Judul Buku : Miracle In The Andes
Pengarang : Nando Parrado
“Tapi tentu saja ada makanan di gunung ini – ada daging, jumlahnya banyak, dan semua mudah didapat. Ia adalah mayat-mayat yang terbaring di luar pesawat, di bawah lapisan salju yang tipis. Ini membuatku bingung karena meskipun nafsuku mendorong untuk menemukan apapun yang bisa dimakan, aku mengabaikan begitu lama bahwa hanya benda itu yang bisa dimakan dalam radius seratus mil”.
Nando Parrado terus-menerus memikirkan hal itu. Mayat-mayat dalam benaman salju itu bukan hanya rekan-rekannya, tapi juga jasad ibu dan adiknya. Akhirnya Nando, dan semua yang masih selamat, menemukan dasar pembenar tindakan mereka: bahwa tugas manusia adalah mempertahankan hidup, dan bahwa Tuhan akan mengampuni tindakan mereka memakan daging rekan-rekan mereka sendiri.
Cerita itu dikisahkan kembali oleh Nando Parrado dalam bukunya “Miracle in The Andes”. Buku ini mengisahkan kecelakaan pesawat carter Fairchild milik angkatan udara Uruguay yang jatuh di salju pegunungan Andes tahun 1972. Para penumpangnya, yang kebanyakan anggota tim rugby Uruguay yang akan melakukan pertandingan persahabatan di Chile, bertahan selama 72 hari sambil menimbun harapan mereka akan datangnya bantuan.
Para survivor itu menyadari, bahwa hidup terlalu berharga untuk disia-siakan dengan hanya meringkuk dalam bangkai pesawat. Suhu derajat minus setiap saat dapat mengendus mereka sampai mati.
Di lereng gunung itu mereka hanyalah titik kecil di hamparan debu salju. Medan yang serba kritis membuat jarak mereka cuma seinci dengan kematian. Dengan sisa logikanya yang masih bisa diputar Nando menyadari, bahwa percobaan meninggalkan bangkai pesawat untuk mencari pertolonganpun pada dasarnya adalah upaya bunuh diri. Keadaan yang serba tidak masuk akal di sekeliling mereka, medan curam dan suhu yang buruk, adalah musuh yang tak kenal ampun. Sekumpulan orang yang selamat ini bukanlah pendaki profesional, yang memiliki kemampuan analis gunung setajam pisau lipat. Mereka hanya sekumpulan anggota tim rugby yang lebih paham lari dan menjegal lawan di lapangan ketimbang melangkah di salju dan menghindari jurang es.
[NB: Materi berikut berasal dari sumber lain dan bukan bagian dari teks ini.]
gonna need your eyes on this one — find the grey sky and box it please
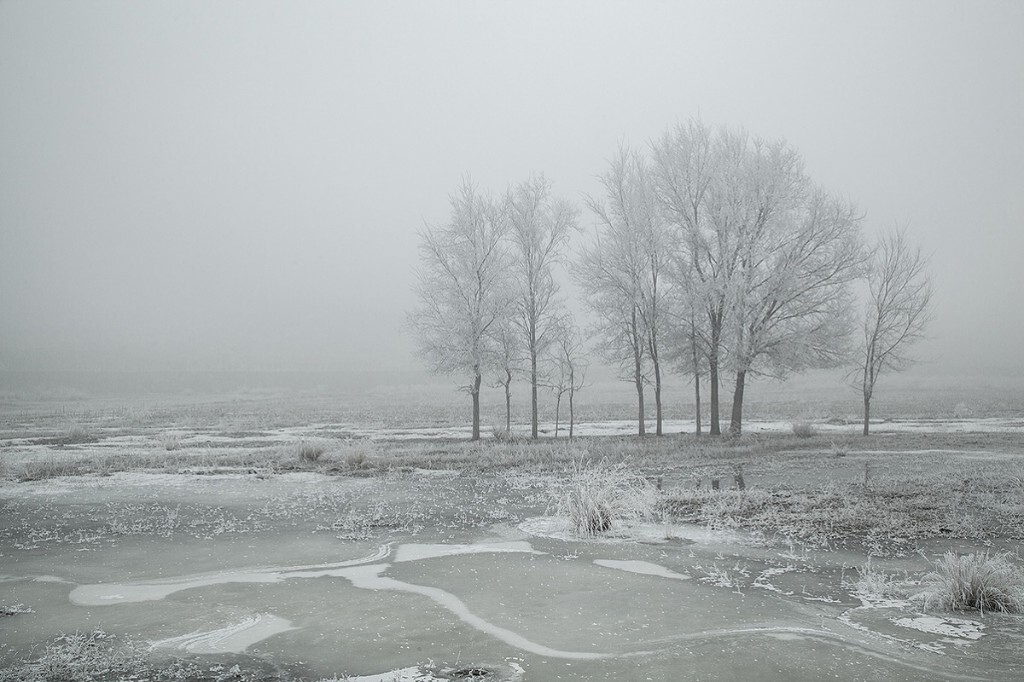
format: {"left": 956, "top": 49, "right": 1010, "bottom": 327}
{"left": 1, "top": 1, "right": 1021, "bottom": 375}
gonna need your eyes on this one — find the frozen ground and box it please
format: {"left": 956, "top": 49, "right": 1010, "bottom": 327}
{"left": 1, "top": 383, "right": 1023, "bottom": 680}
{"left": 2, "top": 464, "right": 1023, "bottom": 681}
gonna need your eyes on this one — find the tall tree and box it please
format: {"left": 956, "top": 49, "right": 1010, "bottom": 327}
{"left": 584, "top": 148, "right": 669, "bottom": 435}
{"left": 576, "top": 228, "right": 648, "bottom": 436}
{"left": 858, "top": 228, "right": 932, "bottom": 435}
{"left": 652, "top": 120, "right": 727, "bottom": 434}
{"left": 727, "top": 177, "right": 865, "bottom": 434}
{"left": 407, "top": 180, "right": 509, "bottom": 441}
{"left": 585, "top": 148, "right": 671, "bottom": 436}
{"left": 507, "top": 175, "right": 577, "bottom": 439}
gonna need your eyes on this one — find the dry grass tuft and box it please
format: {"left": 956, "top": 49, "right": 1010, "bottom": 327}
{"left": 916, "top": 551, "right": 1024, "bottom": 613}
{"left": 296, "top": 442, "right": 325, "bottom": 464}
{"left": 791, "top": 421, "right": 816, "bottom": 438}
{"left": 552, "top": 456, "right": 659, "bottom": 537}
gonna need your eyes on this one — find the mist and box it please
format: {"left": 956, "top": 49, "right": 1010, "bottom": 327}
{"left": 2, "top": 0, "right": 1022, "bottom": 378}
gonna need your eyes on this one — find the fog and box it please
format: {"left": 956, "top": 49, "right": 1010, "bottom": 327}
{"left": 2, "top": 1, "right": 1022, "bottom": 378}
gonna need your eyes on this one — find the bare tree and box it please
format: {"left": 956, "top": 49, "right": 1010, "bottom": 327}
{"left": 548, "top": 315, "right": 589, "bottom": 439}
{"left": 652, "top": 120, "right": 727, "bottom": 434}
{"left": 859, "top": 228, "right": 933, "bottom": 435}
{"left": 665, "top": 264, "right": 709, "bottom": 434}
{"left": 507, "top": 175, "right": 577, "bottom": 439}
{"left": 576, "top": 231, "right": 648, "bottom": 436}
{"left": 581, "top": 148, "right": 659, "bottom": 436}
{"left": 583, "top": 147, "right": 668, "bottom": 435}
{"left": 656, "top": 124, "right": 864, "bottom": 436}
{"left": 490, "top": 315, "right": 522, "bottom": 435}
{"left": 407, "top": 180, "right": 509, "bottom": 441}
{"left": 727, "top": 178, "right": 865, "bottom": 435}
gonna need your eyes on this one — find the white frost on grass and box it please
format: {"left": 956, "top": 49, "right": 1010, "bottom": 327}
{"left": 150, "top": 613, "right": 296, "bottom": 654}
{"left": 891, "top": 616, "right": 985, "bottom": 640}
{"left": 593, "top": 559, "right": 690, "bottom": 581}
{"left": 395, "top": 541, "right": 541, "bottom": 563}
{"left": 332, "top": 667, "right": 441, "bottom": 682}
{"left": 519, "top": 515, "right": 739, "bottom": 545}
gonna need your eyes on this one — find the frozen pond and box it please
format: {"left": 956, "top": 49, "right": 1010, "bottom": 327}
{"left": 2, "top": 471, "right": 1022, "bottom": 681}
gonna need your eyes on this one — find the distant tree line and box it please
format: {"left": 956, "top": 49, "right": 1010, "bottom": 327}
{"left": 407, "top": 119, "right": 932, "bottom": 440}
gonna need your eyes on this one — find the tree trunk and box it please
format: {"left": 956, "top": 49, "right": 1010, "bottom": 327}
{"left": 554, "top": 392, "right": 562, "bottom": 438}
{"left": 729, "top": 370, "right": 746, "bottom": 436}
{"left": 504, "top": 370, "right": 512, "bottom": 433}
{"left": 636, "top": 380, "right": 646, "bottom": 436}
{"left": 708, "top": 322, "right": 721, "bottom": 435}
{"left": 709, "top": 357, "right": 720, "bottom": 435}
{"left": 694, "top": 373, "right": 702, "bottom": 436}
{"left": 569, "top": 384, "right": 575, "bottom": 439}
{"left": 531, "top": 347, "right": 538, "bottom": 440}
{"left": 653, "top": 354, "right": 663, "bottom": 436}
{"left": 862, "top": 394, "right": 871, "bottom": 436}
{"left": 471, "top": 372, "right": 482, "bottom": 441}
Tapi, terdorong oleh kewajiban untuk selamat, dalam sedetik mereka telah menjadi pendaki sungguhan. Untuk menyelamatkan misi ke sumber pertolongan, Carlitos menjahit potongan kain menjadi kantong tidur. Siasat lain untuk menghindari kematian sepanjang ekspedisi adalah membawa potongan daging manusia lebih banyak untuk suplai logistik. Pada hari keenam puluh, setelah merasa mampu untuk menguasai medan gunung dan diri mereka sendiri, sebuah tim kecil ekspedisi telah terbentuk dengan segenggam keyakinan di kantong mereka.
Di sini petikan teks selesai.